Replay Value: 8.5
You have the option of controlling one of two energetic children, relatives of the Professor's old lab assistant Aki: the young pop idol Yumi and baseball fan Kei, respectively. Each one plays the same way, so it's really up to your gender preference. The only difference between the two are the looks of their costumes, a new addition to the gameplay which affords your character new abilities for a limited amount of time. In fact, it's the only real new aspect of the gameplay at all. If you've played the previous two Ape Escape games, you'll find the core experience familiar and somewhat tiring as a result. The goals for levels remain the same (capture a certain number of monkeys or defeat a boss) and the gadgets are the same ones found in the original game. As disappointing as that may be, the new costumes are all well thought-out and fun to use. They follow the general theme of television/movie parody that runs throughout the game and you'll unlock them as you come across the initial levels that require them. For instance, when you come across the medieval castle a few levels in, you'll earn a wizard costume. Once you unlock new duds, you'll be able to use them in any level for 30-second intervals from then on out and that's a good thing since you'll need them to solve certain puzzles. The cool thing is that even though they all use the traditional Ape Escape dual-analog control scheme, they all feel different. The wizard costume gives your character a magical shield to stop enemy projectiles while the ninja costume allows you to move faster, traverse walls and tightropes, and pull off multi-hit combos. Each one also has its own capture mechanism so that you don't have to switch back to normal in order to reclaim apes.

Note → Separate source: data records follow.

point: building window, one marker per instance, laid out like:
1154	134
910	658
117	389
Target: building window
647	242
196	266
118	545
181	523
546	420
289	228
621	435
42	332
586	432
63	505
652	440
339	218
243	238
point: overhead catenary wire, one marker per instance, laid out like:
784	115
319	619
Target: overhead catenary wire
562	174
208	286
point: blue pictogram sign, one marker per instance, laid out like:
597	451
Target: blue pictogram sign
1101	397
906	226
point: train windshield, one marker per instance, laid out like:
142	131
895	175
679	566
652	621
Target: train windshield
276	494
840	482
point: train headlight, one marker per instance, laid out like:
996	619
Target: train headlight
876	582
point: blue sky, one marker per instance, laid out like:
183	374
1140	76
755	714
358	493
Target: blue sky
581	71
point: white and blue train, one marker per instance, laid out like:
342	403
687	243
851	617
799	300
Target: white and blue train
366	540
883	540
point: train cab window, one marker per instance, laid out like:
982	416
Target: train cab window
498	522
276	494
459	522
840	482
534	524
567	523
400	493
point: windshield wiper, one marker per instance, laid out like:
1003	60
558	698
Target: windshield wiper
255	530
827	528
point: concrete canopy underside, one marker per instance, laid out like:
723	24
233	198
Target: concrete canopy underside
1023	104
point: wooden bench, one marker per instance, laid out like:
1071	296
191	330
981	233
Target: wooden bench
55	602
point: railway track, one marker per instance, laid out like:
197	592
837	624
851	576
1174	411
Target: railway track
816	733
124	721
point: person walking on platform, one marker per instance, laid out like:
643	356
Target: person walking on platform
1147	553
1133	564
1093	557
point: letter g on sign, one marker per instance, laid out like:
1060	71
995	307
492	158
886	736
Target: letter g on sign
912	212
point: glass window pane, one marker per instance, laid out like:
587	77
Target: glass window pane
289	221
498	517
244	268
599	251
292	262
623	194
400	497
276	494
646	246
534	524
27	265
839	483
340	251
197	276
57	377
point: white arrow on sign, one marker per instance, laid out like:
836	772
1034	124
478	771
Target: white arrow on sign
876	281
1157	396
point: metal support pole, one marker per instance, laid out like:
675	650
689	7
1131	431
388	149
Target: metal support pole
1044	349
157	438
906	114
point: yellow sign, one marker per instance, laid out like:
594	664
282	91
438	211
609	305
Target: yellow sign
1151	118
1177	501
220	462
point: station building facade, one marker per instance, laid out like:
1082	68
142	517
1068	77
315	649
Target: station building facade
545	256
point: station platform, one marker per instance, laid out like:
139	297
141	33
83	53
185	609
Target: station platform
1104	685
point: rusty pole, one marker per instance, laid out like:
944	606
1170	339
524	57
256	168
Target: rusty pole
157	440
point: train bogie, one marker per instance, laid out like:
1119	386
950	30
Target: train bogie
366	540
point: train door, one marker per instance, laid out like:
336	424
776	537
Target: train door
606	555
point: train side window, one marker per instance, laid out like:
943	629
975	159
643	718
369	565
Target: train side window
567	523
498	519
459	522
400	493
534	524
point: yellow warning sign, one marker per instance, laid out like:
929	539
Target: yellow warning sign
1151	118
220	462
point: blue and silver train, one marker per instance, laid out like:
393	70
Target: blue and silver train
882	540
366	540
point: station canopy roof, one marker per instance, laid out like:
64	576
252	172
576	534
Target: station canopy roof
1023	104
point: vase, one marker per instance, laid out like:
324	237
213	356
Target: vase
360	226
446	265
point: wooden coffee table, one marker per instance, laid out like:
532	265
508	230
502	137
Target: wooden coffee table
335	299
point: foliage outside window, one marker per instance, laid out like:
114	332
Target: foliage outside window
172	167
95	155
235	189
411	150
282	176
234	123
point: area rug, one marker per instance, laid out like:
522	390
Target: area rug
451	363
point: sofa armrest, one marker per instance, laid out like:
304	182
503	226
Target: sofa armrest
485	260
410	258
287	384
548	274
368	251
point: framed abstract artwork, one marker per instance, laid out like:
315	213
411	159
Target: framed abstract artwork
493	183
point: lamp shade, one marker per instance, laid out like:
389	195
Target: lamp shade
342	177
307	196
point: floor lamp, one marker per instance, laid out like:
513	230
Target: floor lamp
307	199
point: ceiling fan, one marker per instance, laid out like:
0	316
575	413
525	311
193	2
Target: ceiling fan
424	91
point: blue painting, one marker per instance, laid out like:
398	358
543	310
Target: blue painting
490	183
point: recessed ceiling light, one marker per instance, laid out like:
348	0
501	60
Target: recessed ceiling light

As fun and charming as this twist on the gameplay might be, some of the costumes make things vastly easier than they should be. Sure, you can only use them for 30 seconds a pop, but you can buy up to 10 transformation charges, refilled by green capsules in the field. Except for lengthy boss battles, you'll rarely find yourself running out of juice. Making the game easier to complete doesn't help much because, like the previous games in the series, Ape Escape 3 doesn't really start to get difficult until near the end. Heck, real platforming elements don't appear until about halfway through. Up until then, it's just running around catching monkeys and collecting coins without the worry of dying or fouling up. It also means that the game is over all too soon, which is a shame, because the later levels are generally quite brilliant. The soap opera-themed first level of the game requires the capture of about 5 or so monkeys and consists of a thin strip of beach front property and the inside of a small church while the final levels are multi-area affairs that require good use of gadgets, costumes, and platforming ability to get through. The difference is night and day; it just shouldn't take so long for the game to hit that point.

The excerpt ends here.